La Martinique représentait pour André et moi une autre étape importante. Autre destination très prisée par les Français, il s’agit de la première île de la chaîne des Windward Islands, le chapelet « sud » des îles des Caraïbes. Cela veut aussi dire que nous avons franchi la mi-chemin (en temps) dans notre voyage et que nous commençons à calculer les semaines, voir les jours, dont nous aurons besoin pour le retour à la maison.
Nous sommes donc arrivés à St-Pierre le lundi 13 février en début d’après-midi après avoir quitté Dominica à l’aube (il fallait nous voir accoster au quai à 5h du matin, en pleine noirceur pour faire le plein d'eau avant le départ). Cette petite ville qui fut dévastée en 1902 par l’éruption majeure du Mont Pelé n’a pas le charme des petits villages de la Guadeloupe. Nous y sommes donc restés une seule nuit, le temps de retrouver par hasard Pierre et Marie du voilier Papillon, amis rencontrés en octobre dernier à Sandy Hook et de prendre un petit apéro avec eux. Jusqu’à maintenant, on se rend compte que les meilleurs rendez-vous avec les amis sont ceux qui n’ont pas été planifiés !

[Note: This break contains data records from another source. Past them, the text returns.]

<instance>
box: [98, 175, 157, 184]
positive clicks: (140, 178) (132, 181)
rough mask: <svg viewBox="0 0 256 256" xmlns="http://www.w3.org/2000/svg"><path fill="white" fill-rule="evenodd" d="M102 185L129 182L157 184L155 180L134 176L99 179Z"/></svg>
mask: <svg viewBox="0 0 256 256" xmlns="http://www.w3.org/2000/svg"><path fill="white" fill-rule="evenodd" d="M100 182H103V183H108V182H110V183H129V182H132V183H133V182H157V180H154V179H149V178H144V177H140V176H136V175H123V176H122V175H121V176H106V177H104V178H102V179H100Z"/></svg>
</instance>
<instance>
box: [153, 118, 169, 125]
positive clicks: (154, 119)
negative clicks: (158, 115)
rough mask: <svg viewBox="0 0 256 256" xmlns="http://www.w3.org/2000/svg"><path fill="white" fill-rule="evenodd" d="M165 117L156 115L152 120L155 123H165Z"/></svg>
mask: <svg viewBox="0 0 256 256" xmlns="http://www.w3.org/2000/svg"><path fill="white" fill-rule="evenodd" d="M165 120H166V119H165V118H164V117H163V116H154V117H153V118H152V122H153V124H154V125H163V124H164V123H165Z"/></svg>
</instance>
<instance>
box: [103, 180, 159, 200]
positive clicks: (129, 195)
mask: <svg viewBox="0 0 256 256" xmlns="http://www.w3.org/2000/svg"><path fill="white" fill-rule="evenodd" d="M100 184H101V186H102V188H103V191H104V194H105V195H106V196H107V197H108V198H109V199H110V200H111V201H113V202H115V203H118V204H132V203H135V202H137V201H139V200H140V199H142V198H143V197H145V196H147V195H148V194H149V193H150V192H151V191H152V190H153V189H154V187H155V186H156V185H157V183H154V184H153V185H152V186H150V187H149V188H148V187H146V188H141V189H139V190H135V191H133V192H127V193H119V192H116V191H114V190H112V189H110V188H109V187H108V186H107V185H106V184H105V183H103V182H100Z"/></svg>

En ce 14 février, jour de la Saint-Valentin, nous faisons route vers Fort de France, situé un peu plus au sud de l’île. Fort de France est une grosse ville et nous planifions y rester le temps de vaquer aux nécessités d’usage, comme l’enregistrement en territoire français et visiter un peu. Nous ne sommes finalement pas restés bien longtemps ici. Non seulement nos deux jours étaient fort pluvieux mais surtout, Fort de France c’est la grande ville ! Autres sons, autre ambiance, autre atmosphère pour nous qui sommes maintenant accoutumés au calme des petites bourgades de bord de mer. Donc le temps de faire l’épicerie, de voir aux courriels, de faire un peu de promenade (incluant un vernissage avec rencontre de l’artiste) et se faire de nouveaux amis (Dancing Lizard commence à avoir une réputation…) et nous sommes repartis plus vers le sud.
Nous voici donc à Anse d’Arlets, une jolie baie très calme (mais pas pour longtemps - voir commentaire plus loin). Une avenue piétonnière longe la petite plage et les bistrots très nombreux ont pignons directement sur le sable. C’est ici que le vendredi 17 février, nous avons souligné les 60 ans du capitaine (qui ne les fait pas du tout) avec un petit souper en tête à tête, arrosé au champagne bien sûr. Puis samedi matin, nous sommes allés brûler les calories dudit festin (mousse de foie gras, chapon aux morilles, etc. ) en montant le Morne Champagne (un nom qui nous était prédestiné). Notre visite de la Martinique s’est poursuivie par des haltes à Anse Chaudière pour du snorkeling magnifique, puis Ste-Anne et Le Marin. Notre enthousiasme pour la Martinique s’est vite dégonflé car si les paysages sont forts jolis, le tout est rapidement gâché par quelques jeunes locaux qui ont le talent de mettre de la musique boum boum à tue-tête sur le bord de la plage, haut-parleurs tournés vers l’eau, rien de moins. Et ce partout, sans exception.
Allez hop! On lève l’ancre et on met le cap pour Sainte-Lucie y retrouver Sam et Georges, les copains du beau voilier Champlain et accueillir la semaine prochaine Jean-Marc, un ami d’André, qui passera quelques jours avec nous.